Why there's more rain, lightning, on weekdays
Scientists at the Goddard Space Flight Center in Greenbelt have been thinking hard about why rainfall and lightning activity in the Southeastern United States tend to peak on weekdays -
particularly between Tuesday and Friday.
Their conclusion is that air pollution is likely to blame. And their chief suspects are particulate emissions of the sort spewed by diesel engines.
Their thinking - not yet fully borne out by their research - is that it's the fine particles in the soot, largely from trucks, that provide growing thunderstorms with more surfaces on which water vapor can condense into droplets. More, smaller droplets allow the thunderstorms to grow higher in the atmosphere. The droplets get colder, release more latent heat before they fall, and help fuel more energetic electrical storms.
The data showing there is more rain and more lightning on weekdays, on average, would seem to fit nicely with the fact that more trucks are on the road from Tuesday through Thursday.
You can read more about their work here, on NASA's very interesting "What on Earth" blog.
(SUN PHOTO/Karl Merton Ferron, 2004)








Comments
Aren't those people in the picture doing something dangerous? That is, they are sitting outside, possibly on metal benches, under trees watching lightning happening in their vicinity. I think the National Weather Service says something like if you can hear the thunder, you're close enough to get struck by the lightning.
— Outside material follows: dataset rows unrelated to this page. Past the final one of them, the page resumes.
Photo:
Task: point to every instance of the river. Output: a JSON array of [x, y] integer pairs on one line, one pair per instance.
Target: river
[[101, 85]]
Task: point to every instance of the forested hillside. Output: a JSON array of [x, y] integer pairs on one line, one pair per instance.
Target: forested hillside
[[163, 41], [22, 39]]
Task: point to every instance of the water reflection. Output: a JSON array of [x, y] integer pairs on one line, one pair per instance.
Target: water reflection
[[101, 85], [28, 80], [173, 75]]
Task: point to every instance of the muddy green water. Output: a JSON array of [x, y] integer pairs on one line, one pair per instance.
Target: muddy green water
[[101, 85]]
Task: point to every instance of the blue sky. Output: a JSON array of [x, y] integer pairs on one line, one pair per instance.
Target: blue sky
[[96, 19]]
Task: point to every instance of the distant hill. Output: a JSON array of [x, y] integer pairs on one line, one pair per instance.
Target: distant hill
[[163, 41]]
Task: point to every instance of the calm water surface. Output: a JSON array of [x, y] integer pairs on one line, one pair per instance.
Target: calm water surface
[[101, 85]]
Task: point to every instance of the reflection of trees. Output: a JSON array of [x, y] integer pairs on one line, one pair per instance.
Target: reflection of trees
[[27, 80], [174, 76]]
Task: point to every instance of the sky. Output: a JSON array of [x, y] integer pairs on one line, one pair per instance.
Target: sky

FR: I'd have to say yes, although I admit I've stood outside admiring lightning displays many times myself. We also play the odds every time we get in our cars, eat oysters or shovel snow. I've done all those things in the last couple of weeks, too.
Posted by: LC | February 22, 2010 9:28 PM
Just to be clear, being in a car is a very safe place to be when there is lightning. Actually driving on roads would be where you would be "playing the odds".